Here’s a powerful combo: earnestness and exuberance. That’s also a mix of feelings many of us might struggle to keep up with as the pandemic’s death toll seems eternally rising, politics are dredging up some disgusting human behaviors and philosophies, and millions are struggling to find employment. And all this is while the media blends it all up and throws it on all of our screens like some kind of twisted Jackson Pollack painting. So some sincere goofiness would feel glorious right about now. 2nd Grade, a power-pop group from Philly led by Peter Gill (formerly of Free Cake For Every Creature), didn’t plan for a pandemic, of course, but they have the goods we need right now in heaps and heaps, and they offer it up in their full-length debut Hit to Hit, out on Double Double Whammy.
“In order to be honest, you almost have to make an effort to be funny at times in art,” Gill said in the press work leading up the release of Hit to Hit, and lyrically the album leans into that belief like some kind of force of nature. “W-2”, the opening track, jumps right in with a blast of absurd, comedic visions about… what else but filling out a 1099 tax form, of course. The second track “Trigger Finger” proclaims, “we live in a punk rock world” directly after pondering if the teacher grades on a curve because the narrator has been sleeping through classes. We can all only hope for such a joyful expression of irreverence in any of our own lives. Later, “Shooting From the Hip” is a smile put to chords and words, simply put. And the album has 21 (!) more tracks to go from there, loaded with more playfulness than your last Zoom happy hour by far.
Musically, it’s a smash and grab of alternative rock culture from the 1980s to today. “Sunkist” sounds like Sebadoh’s producer kicked them in the behind and told them, “Write in a major key and liven it up for once!” “Trigger Finger” has the guitar work of a Slanted and Enchanted era Spiral Stairs after a long night of listening to the Vaselines. “Baby’s First Word” slashes through noisy riffs like Jon Spencer Blues Explosion during the Matador years. “Jazz Chorus” sounds like a song from a secret Robert Pollard lof-fi band called something wild like Uncle Rock’s Sweet 17. “Dennis Hopper in Easy Rider”, probably the gummiest earworm of the tracks here, sounds like Jonathan Richman grew up on college rock. And it all adds up to a fun meander to help you waste away a summer afternoon.

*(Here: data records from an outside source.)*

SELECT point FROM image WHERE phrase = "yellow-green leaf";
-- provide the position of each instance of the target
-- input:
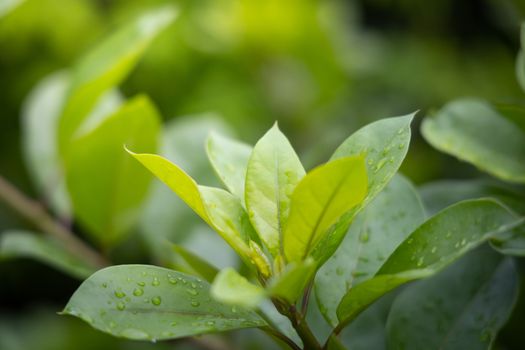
(319, 201)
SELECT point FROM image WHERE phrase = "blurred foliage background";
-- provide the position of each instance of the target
(320, 68)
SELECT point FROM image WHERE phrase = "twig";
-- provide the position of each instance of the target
(35, 213)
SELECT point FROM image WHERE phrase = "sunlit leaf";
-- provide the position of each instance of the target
(230, 160)
(152, 303)
(274, 170)
(319, 200)
(231, 288)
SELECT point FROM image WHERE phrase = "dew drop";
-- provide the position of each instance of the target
(192, 292)
(133, 333)
(120, 294)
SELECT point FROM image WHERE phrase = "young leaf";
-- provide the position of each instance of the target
(20, 244)
(436, 243)
(216, 207)
(105, 185)
(106, 66)
(166, 217)
(481, 290)
(274, 170)
(197, 264)
(152, 303)
(231, 288)
(319, 200)
(385, 143)
(229, 158)
(473, 131)
(291, 284)
(375, 233)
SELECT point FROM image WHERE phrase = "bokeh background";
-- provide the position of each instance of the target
(320, 68)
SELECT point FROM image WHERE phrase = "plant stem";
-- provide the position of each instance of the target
(35, 213)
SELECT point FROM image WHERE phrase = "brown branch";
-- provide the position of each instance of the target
(33, 211)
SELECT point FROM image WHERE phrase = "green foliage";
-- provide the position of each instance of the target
(152, 303)
(350, 228)
(16, 244)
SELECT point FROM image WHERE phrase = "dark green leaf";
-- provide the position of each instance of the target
(385, 143)
(479, 294)
(373, 236)
(474, 131)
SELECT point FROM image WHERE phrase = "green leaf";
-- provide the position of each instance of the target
(231, 288)
(166, 217)
(105, 185)
(23, 244)
(39, 122)
(152, 303)
(106, 66)
(438, 242)
(481, 290)
(375, 233)
(291, 283)
(196, 264)
(221, 210)
(385, 143)
(473, 131)
(274, 170)
(318, 202)
(230, 160)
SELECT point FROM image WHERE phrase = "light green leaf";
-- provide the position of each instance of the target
(375, 233)
(166, 217)
(231, 288)
(196, 264)
(385, 143)
(229, 158)
(481, 290)
(438, 242)
(291, 283)
(274, 170)
(23, 244)
(106, 66)
(152, 303)
(218, 208)
(7, 6)
(319, 201)
(473, 131)
(106, 186)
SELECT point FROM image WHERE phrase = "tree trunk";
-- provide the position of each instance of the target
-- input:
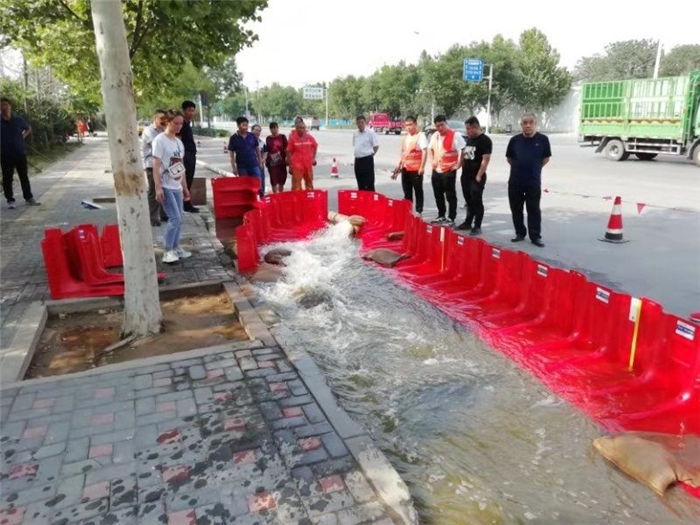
(142, 314)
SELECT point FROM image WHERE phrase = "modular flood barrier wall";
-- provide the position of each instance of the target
(622, 360)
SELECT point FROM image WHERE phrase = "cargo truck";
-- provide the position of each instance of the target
(643, 117)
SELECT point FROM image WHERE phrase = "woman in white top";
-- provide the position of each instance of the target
(171, 186)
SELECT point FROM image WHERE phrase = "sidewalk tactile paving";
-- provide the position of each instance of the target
(208, 436)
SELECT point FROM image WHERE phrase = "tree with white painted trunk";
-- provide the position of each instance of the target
(142, 313)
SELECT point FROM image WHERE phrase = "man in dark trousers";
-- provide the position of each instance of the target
(13, 154)
(190, 159)
(527, 153)
(477, 155)
(365, 145)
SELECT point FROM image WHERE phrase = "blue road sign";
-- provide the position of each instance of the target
(473, 69)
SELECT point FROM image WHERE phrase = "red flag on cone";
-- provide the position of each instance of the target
(614, 231)
(334, 169)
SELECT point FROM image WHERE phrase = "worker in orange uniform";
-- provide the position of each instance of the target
(414, 153)
(301, 157)
(447, 152)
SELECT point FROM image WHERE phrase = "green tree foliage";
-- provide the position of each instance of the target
(542, 82)
(162, 36)
(622, 60)
(681, 60)
(50, 120)
(278, 102)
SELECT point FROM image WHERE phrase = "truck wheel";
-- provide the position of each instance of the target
(615, 150)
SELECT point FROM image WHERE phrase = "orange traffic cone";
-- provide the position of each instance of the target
(614, 231)
(334, 169)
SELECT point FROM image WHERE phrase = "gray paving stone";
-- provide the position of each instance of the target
(334, 445)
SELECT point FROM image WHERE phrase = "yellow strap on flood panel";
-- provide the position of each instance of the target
(635, 315)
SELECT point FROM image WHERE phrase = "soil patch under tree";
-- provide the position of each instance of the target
(77, 341)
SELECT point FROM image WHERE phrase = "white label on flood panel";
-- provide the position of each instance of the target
(635, 307)
(602, 295)
(685, 330)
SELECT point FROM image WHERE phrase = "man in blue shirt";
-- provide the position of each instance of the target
(527, 153)
(245, 154)
(13, 154)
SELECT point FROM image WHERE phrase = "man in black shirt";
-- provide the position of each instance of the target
(477, 156)
(14, 157)
(190, 159)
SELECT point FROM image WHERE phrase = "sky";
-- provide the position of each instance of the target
(307, 41)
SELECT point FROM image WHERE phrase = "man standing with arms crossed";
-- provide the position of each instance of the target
(477, 155)
(13, 154)
(190, 159)
(149, 134)
(414, 153)
(527, 153)
(447, 152)
(366, 144)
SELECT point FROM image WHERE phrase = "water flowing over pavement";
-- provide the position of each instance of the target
(477, 439)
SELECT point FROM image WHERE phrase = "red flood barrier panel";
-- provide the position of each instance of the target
(623, 361)
(233, 196)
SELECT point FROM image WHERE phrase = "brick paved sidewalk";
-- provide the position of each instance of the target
(246, 432)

The smell of recycled air and of blacktop cooking in the sun always snap me right back to the feeling of freedom in the summer. “Summer of Your Dreams” and “Steven’s”, the final two songs on Hit to Hit, both give me a similar feeling. “Summer of Your Dreams” is literally about summer and goofing around with friends, so that’s an obvious feel-good-summer-song. But “Steven’s” is smaller and more nuanced. It’s not about anything deep, just about the narrator trying to make plans with a friend. “Have a good time at Stevens. There’s always something shining through,” Gill sings. With all our currently forced separation, those lines feel different than they would have months ago. Let’s hope we can find our own shine through this sometimes dark mess. 2nd Grade’s Hit to Hit helps remind us where to find it.